On 2006-11-18 22:55 +0900, Dave Jessie wrote:

> (He's looking for pictures of PEOPLE, people - not the event itself.

I wish I'd taken pics of my kids viewing the transit through my NexStar.
I was too busy being excited about it to worry about pics, though.

trane
--
/////////////////////////////////////////////////////////
// Trane Francks trane@gol.com Tokyo, Japan
// Practice random kindness and senseless acts of beauty.


 
Date: 18 Nov 2006 03:12:25
From: oriel36
Subject: Re: Mercury Transit People Photos Wanted



OG wrote:
> "oriel36" <geraldkelleher@yahoo.com> wrote in message
> news:1163800408.525024.249410@m7g2000cwm.googlegroups.com...
> > Do your readers a favor and explain to them that the event last week is
> > one of those rare occasions when a faster moving planet overtakes our
> > slower moving Earth rather than the idiotic 'Mercury crosses the face
> > of the Sun'.
>
> Dolt.
> if anything, Mercury 'undertook' the Earth.
>
> Are you saying that Mercury did not cross the face of the Sun'?
>

Orbitally ,every planet crosses the face of the Sun at all times,the
event last week was distinguished by the faster orbitally moving
Mercury overtaking our slower orbitally moving Earth with the central
star as a backdrop.

The event is the most spectacular and direct means to affirm the great
Copernican insight yet what you had was a weak celestial sphere
geometer's take - 'Mercury crosses the face of the Sun'.

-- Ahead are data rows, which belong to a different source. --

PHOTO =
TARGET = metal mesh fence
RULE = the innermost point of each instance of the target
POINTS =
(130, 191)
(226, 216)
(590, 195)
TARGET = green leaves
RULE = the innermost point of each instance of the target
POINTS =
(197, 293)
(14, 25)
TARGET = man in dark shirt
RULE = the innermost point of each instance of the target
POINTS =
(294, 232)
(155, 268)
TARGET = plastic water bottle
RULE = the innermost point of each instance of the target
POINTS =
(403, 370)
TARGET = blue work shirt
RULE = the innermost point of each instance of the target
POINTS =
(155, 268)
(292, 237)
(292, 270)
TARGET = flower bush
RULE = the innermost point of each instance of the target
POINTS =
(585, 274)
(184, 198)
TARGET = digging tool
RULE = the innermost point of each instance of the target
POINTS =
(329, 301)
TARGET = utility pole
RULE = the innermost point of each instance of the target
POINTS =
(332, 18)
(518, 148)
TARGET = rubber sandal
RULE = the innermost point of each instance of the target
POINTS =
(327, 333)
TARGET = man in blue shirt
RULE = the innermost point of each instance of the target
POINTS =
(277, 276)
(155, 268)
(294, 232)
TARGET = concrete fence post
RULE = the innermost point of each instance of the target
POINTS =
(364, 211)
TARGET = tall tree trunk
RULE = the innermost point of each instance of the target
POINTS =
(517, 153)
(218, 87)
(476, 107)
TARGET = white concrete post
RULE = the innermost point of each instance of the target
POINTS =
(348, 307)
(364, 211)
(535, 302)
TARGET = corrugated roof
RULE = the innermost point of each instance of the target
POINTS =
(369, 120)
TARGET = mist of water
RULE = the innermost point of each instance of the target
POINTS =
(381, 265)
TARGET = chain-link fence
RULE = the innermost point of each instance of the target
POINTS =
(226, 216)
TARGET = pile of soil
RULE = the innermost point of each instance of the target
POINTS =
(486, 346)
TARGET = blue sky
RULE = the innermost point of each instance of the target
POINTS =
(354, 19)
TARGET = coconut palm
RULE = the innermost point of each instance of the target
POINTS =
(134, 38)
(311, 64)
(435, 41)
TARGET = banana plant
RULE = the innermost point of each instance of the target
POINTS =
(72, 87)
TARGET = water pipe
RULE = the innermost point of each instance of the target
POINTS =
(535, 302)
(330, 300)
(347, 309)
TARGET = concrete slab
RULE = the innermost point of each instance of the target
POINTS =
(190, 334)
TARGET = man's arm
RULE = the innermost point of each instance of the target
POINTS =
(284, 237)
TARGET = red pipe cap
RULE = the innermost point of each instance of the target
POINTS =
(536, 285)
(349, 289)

Your reaction is that of a guy bred and trapped in the Ra/Dec system,no
sense that we are continuously moving around the central star ,even
with incredibly powerful modern imaging,it appears you cannot
appreciate what the great astronomers knew with bare intutive
intelligence.The image of Mercury in its orbital motion around our
central star immediately gets rid of that weak view of the Sun as a
disc and Mercury crossing a solar disc -

http://www.vt-2004.org/mt-2003/mt-2003-soho1999-normal.jpg


Astronomy was never supposed to be in the hands of weak people who
cannot even recognise the catastrophic consequences of adopting an
error that is shocking,not because it is difficult to spot and remedy
but because no authority exists to handle the correct astronomical
method and insights.









> Of course it did and you are wrong to claim it didn't.